After an interesting 2019 with a lot of highs and interesting lows, I wanted to do something that reminded me that life doesn’t have to be perfect to be wonderful. And because I love making toasts and drinking wine (or anything from a wine glass), I realized it only made sense to write blog posts combining my two favorite things: drinking from wine glasses and finding the silver lining in life. In the next few weeks please follow along as I share what I’m drinking for the week as well as one terrific thing I toasted to each day.
And of course, never forget that some days may be horrific, but everyday day has something terrific.
What’s in my glass this week: Senor Sangria Apple Raspberry
This Apple Raspberry Sangria is amazing. It’s not too sweet with a bit of tartness. And while I love the red wine and raspberries in this drink, it’s the cinnamon that truly makes it stand out. Of course, the pricing is just right as well. I’ve purchased it as low as $8.99 at stores such as Buy Rite in NJ. Unfortunately, I’ve recently learned that this drink has been discontinued so if you are interested in trying this you need to purchase it now.
With my drink in my hand, here’s to:
1/5/20 – My husband making it back from a work trip and surviving the boys by myself
For the last few days, I’ve been completely on my own with two growing boys. If you have children, you know how hectic life can get with two little ones. And of course, I was concerned about my husband’s well being on his work trip. To say I felt terrific when my husband arrived home from West Virginia is an understatement.
1/6/20 – The dedication to rising even more in love with myself
Today was hectic but yet I still found time to reflect on myself and the year. You ever notice that for some reason everyone is dedicated to being “a new me” every time a new year rolls in? Well, I’ve realized that I like who I am and I don’t need to be someone else. I’m proud of who I’ve become. This year is dedicated to being me and rising more in love with myself while I do it. That means making time for my hobbies, celebrating my accomplishments more and being gently with myself when I make mistakes.
1/7/20 – Amazon prime whole foods delivery
Did you know you can get free grocery deliveries from Whole Foods if you have Amazon Prime? I didn’t know until one of my friends posted it on Facebook this week. Since both my boys were sick and leaving home would be a hassle, I tried it out and I’m so happy I did.
1/8/20 – The ability to enjoy a good book in peace and work out
Finding a moment of peace is not always easy to come by, though I do try. Sometimes I feel most at piece when I’m alone with my book. Instead of vowing to read one book a month, I made it my personal goal to read for at least ten minutes everyday. Today, I was able to do that in a quiet setting my complex common area and it was nothing sort of glorious. I’m so grateful I had that opportunity to enjoy my own company. This was certainly one terrific thing in my day.
1/9/20 – To trusting the new opportunities on the horizon
Today I learned to trust that what’s for me is already mine. I don’t need to stress or panic because there a good things on their way to me. Life is beautiful now but it only become more beautiful once those opportunities receive me. And I do trust that those opportunities are coming.
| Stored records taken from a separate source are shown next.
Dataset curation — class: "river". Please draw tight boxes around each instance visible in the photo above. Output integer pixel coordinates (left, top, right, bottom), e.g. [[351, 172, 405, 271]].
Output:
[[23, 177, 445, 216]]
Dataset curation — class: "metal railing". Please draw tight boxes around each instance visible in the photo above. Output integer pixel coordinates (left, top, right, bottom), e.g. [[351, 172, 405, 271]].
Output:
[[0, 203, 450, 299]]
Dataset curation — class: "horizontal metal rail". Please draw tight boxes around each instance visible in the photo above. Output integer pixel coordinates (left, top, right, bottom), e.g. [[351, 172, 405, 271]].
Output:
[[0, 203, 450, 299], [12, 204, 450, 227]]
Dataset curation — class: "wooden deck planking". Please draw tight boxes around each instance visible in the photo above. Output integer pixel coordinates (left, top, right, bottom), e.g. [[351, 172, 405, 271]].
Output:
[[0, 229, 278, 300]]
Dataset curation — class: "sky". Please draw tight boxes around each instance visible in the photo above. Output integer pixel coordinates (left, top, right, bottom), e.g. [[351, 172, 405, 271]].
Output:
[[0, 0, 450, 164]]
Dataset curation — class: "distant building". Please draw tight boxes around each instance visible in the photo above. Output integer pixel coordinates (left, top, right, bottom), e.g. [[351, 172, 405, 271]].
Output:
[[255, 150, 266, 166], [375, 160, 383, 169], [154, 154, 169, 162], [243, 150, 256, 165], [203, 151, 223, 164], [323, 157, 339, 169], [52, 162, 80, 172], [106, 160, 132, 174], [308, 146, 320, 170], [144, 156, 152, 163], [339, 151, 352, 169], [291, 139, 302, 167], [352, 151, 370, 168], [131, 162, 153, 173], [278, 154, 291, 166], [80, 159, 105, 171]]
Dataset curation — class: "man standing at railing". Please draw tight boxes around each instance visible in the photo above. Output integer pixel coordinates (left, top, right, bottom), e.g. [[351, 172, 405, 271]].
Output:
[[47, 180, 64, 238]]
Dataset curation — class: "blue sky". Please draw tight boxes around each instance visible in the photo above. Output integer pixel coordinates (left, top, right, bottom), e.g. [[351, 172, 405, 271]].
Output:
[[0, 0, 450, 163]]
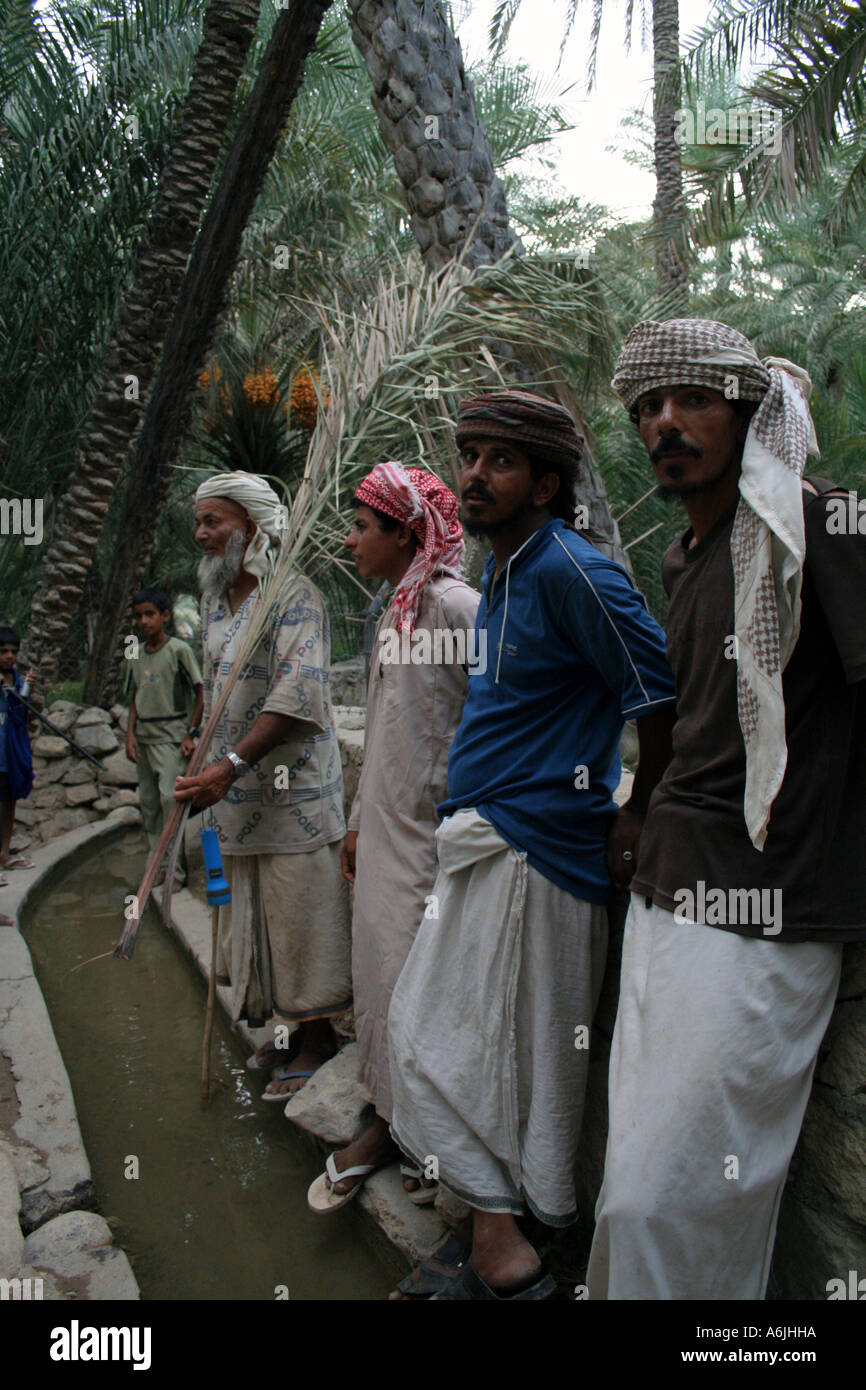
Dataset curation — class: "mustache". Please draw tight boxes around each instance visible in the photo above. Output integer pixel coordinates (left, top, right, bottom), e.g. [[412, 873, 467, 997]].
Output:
[[649, 435, 703, 463]]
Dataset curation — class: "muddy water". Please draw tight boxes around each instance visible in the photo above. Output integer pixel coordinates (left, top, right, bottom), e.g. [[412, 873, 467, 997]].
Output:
[[24, 831, 399, 1300]]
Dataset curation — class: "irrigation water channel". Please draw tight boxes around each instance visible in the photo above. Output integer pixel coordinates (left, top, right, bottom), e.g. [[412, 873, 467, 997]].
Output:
[[24, 831, 400, 1300]]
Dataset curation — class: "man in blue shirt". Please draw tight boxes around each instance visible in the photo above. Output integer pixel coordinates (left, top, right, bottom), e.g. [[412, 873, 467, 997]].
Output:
[[389, 391, 674, 1298]]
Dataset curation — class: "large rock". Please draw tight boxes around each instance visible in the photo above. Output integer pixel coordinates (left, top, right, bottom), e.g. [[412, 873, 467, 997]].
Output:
[[75, 705, 111, 730], [24, 1211, 139, 1302], [46, 699, 81, 734], [358, 1162, 445, 1265], [63, 758, 96, 787], [65, 781, 99, 806], [75, 724, 118, 758], [39, 806, 99, 844], [33, 744, 75, 787], [285, 1043, 370, 1147], [93, 787, 139, 813], [24, 1212, 111, 1266], [99, 749, 139, 787], [33, 734, 70, 758], [28, 787, 67, 810]]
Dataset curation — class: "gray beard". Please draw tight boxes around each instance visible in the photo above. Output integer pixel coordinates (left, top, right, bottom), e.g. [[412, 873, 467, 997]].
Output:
[[197, 530, 246, 594]]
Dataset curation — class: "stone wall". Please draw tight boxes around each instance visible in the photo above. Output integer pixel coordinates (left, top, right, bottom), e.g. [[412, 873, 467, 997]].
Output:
[[15, 701, 139, 849]]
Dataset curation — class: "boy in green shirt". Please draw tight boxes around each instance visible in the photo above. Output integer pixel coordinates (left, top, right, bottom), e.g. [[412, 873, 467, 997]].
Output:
[[126, 588, 203, 888]]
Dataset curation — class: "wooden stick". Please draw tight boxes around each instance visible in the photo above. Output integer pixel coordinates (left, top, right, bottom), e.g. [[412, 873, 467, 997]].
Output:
[[202, 908, 220, 1111]]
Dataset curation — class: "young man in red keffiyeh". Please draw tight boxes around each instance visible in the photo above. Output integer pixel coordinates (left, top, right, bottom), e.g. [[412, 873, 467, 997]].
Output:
[[304, 463, 478, 1215], [588, 318, 866, 1300]]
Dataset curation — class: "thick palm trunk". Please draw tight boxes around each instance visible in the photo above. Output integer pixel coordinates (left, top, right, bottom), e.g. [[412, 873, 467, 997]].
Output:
[[346, 0, 625, 571], [85, 0, 332, 701], [28, 0, 259, 695], [652, 0, 688, 307], [348, 0, 517, 271]]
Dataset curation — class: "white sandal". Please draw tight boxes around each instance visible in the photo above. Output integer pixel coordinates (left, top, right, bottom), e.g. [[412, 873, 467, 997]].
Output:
[[307, 1154, 381, 1216]]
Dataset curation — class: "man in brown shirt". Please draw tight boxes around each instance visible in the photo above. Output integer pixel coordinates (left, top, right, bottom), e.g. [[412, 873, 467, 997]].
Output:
[[588, 320, 866, 1298]]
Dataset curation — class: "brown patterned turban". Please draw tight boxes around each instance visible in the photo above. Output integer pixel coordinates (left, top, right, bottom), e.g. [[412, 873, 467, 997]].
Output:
[[455, 391, 584, 480], [612, 318, 819, 849]]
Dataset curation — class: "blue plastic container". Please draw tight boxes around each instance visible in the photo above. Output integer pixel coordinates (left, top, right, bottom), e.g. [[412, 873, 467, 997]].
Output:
[[202, 827, 232, 908]]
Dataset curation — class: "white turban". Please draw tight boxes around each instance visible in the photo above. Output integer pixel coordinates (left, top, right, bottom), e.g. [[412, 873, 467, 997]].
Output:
[[196, 468, 288, 578]]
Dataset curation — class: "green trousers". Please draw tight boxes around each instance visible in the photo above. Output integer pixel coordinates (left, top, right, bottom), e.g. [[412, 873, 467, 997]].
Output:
[[138, 742, 186, 883]]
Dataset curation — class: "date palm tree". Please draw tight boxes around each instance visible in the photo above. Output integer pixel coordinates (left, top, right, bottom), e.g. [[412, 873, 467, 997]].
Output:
[[28, 0, 268, 695], [491, 0, 688, 307]]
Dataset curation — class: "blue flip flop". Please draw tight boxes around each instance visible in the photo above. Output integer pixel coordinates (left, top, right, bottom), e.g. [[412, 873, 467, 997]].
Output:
[[261, 1066, 318, 1105]]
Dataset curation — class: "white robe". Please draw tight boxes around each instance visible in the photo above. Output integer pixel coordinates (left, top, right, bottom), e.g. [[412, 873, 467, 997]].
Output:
[[389, 810, 607, 1226], [349, 575, 480, 1120]]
1/10/20 – A modest and perfectly romantic date night
I mentioned in an earlier post that my husband lost his job unexpectedly. While he has since been offered another job, he doesn’t start for a few weeks so that means watching our spending. For obvious reasons, a romantic date night has been hard to come by. It doesn’t help that we have two small children who seem to be allergic to sleep for some reason. However, that didn’t stop my husband from creating a magical night. With the lights dimmed, candle light and a delicious meal we were able to enjoy a romantic date night while enjoying each others company. To say it was terrific would be an understatement.
1/11/20 Learning to trust in my abilities
Have you hoped for an opportunity and then realized you are terrified of it once it’s given to you? That’s exactly what I’ve been going through for the last few weeks. For weeks, I’d been pitching a story that speaks to my soul and was continuously rejected. When it was accepted, I rejoiced and then immediately set into panic. I questioned whether I was even good enough to write the story I fought so hard for. However, today I realized that I was given this opportunity because I’m capable of executing it. I reminded myself of everything I’ve done up to this point. I’m choosing to trust my abilities and see my potential brought to life.
What’s one terrific thing that happened in your life?